5 Viennent ensuite les rayons qui émanent de lui. 
Ils partent de cette source de savoir vers le reste du monde. Ces rayons montrent que ce symbole est actif et autonome. En effet, que ce soit le Maillet, le Ciseau, l'Equerre, le Compas ou bien d'autres outils encore, une action est nécessaire afin de les employer. Ils ont besoin d'une action humaine pour être opérationnels. Ce symbole pour sa part, produit une énergie qui émane en permanence pour prodiguer la connaissance et son Amour Divin. Ses bienfaits sont dispenses à 360°, dans tous les sens, toutes les directions. Ceci pour ne pas oublier que tout le monde a le droit d'être éclairé par cet enseignement, toutes nationalités, religions, ethnies confondues. 

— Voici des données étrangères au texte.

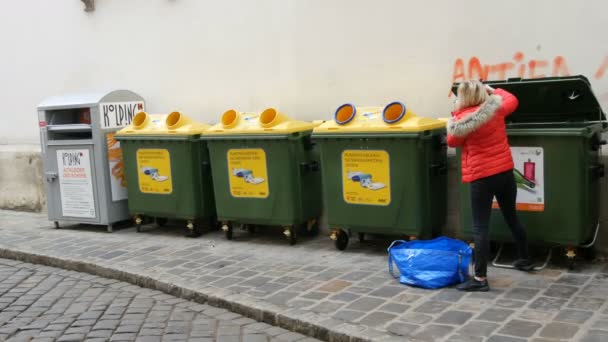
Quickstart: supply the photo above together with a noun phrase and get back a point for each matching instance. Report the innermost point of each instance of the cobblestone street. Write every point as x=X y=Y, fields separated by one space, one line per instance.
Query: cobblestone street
x=40 y=303
x=310 y=288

Il est courant d'évoquer une lumière qui nous montre la direction à suivre; qui guide nos pas. Dans les récits des personnes qui ont frôlé la mort, il est cité une lumière au bout d'un tunnel. Dans les déserts ou sur les océans, quand il n'y a plus d'amer, le seul point de repère reste la lumière qui émane de la position des étoiles. Les rayons du Delta Lumineux sont une source d'énergie, de connaissance mais également la représentation des directions, nous montrant le chemin à suivre. 
La Loge est pour moi un lieu où nous travaillons à nous améliorer, un chantier de perfectionnement en perpétuel mouvement. 

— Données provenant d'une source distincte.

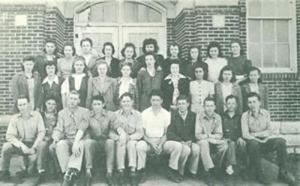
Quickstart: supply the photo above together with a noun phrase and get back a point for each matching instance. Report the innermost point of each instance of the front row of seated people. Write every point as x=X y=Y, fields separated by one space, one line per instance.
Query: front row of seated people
x=75 y=137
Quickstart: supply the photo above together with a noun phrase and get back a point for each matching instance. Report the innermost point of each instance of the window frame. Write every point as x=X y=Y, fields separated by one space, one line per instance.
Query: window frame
x=292 y=37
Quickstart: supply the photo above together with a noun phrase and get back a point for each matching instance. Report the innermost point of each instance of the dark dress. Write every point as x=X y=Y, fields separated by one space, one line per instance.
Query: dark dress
x=114 y=67
x=189 y=68
x=168 y=89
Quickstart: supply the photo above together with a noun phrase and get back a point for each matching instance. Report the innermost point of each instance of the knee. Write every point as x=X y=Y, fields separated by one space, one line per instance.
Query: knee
x=141 y=146
x=6 y=147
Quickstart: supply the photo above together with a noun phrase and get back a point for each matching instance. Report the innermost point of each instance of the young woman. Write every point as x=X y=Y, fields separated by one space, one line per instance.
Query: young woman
x=227 y=86
x=127 y=84
x=90 y=59
x=149 y=45
x=173 y=55
x=50 y=87
x=173 y=85
x=129 y=54
x=238 y=61
x=254 y=84
x=108 y=51
x=194 y=60
x=103 y=85
x=214 y=61
x=200 y=89
x=49 y=54
x=64 y=64
x=148 y=80
x=26 y=83
x=77 y=81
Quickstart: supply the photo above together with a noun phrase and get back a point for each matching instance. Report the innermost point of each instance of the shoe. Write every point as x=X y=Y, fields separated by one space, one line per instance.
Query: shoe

Pour nous permettre cette évolution, il est mis à notre disposition des outils, des mots, des gestes qui nous permettent d'intégrer le plan parfait que le Grand Architecte de l’Univers nous a destiné. Afin que cet enseignement nous soit prodigué de façon juste et parfaite. Nous allons chercher la Lumière Divine et le Grand Architecte de l'Univers nous inonde de cette Lumière afin que nous puissions la refléter et la répandre au dehors. 

6 Puis vient l’œil. 
C'est un organe de perception, de communication avec l’extérieur. Il donne des informations sur les formes, les couleurs, les distances, la matière et bien d'autres encore. Nous avons également d'autres outils de perception comme l'ouie, le toucher, l’odorat ou le goût. 
L’œil qui nous intéresse est symétrique et dépourvu de paupière, qu'est ce que cela peut il signifier ? 

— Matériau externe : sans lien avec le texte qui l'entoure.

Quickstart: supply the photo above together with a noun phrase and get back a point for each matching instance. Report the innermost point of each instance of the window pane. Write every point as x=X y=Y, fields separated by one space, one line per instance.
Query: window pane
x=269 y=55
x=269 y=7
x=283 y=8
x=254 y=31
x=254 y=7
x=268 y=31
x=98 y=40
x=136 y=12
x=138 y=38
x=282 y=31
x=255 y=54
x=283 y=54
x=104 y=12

Il ne se ferme jamais, donc il est en contact permanent avec nous, il voit tout et a tout instant. Il nous rappelle la nécessité d’une vigilance sans faille dans notre quête de la parole perdue. 
Ce n'est évidemment pas un oeil normal, je dirai qu'il s'agit de l'oeil du coeur, l'oeil du Grand Architecte de l'Univers. Il symbolise la conscience qui est constamment en éveil. 
L'oeil gauche est tourné vers le passé et l'oeil droit vers le futur. Mais cet oeil du coeur étant hors du temps et de l’espace, il ne peut ni s’ouvrir ni se fermer. Il regarde le présent. C'est un regard intérieur qui sonde l'invisible, le point central même de l'être. 
Pour nous Franc Maçons, il est le symbole de la perception intérieure, de la connaissance de notre moi profond. Il symbolise également la vigilance et la clairvoyance qui permettent de discerner la réalité de l'illusion. 
Si je prends pour image du Delta Lumineux un passage, une faille ou une porte entre le monde terrestre ou nous vivons et le monde céleste de la Divinité, j'imagine très bien cette porte fonctionner dans les deux sens. La première direction est celle des rayons qui se propagent du Delta vers notre monde, c'est une action de Don. La deuxième est celle de l'oeil qui reçoit les informations de ce monde pour les communiquer au travers de la porte. Voila bien un outil de communication qui prodigue et recueille. Il sert de lien entre deux entités. 
Le Delta Lumineux, une porte de communication, un symbole qui me guide, une forme que je vois tous les jours. Le ternaire dans sa forme et sa symbolique. Il m’aide à construire ce temple intérieur, cet édifice sacré qui règle ma vie. Il me rappelle que je dois transmettre ce que j’ai reçu, cet enseignement qui me fait évoluer, qui me fait devenir plus fort de jour en jour. 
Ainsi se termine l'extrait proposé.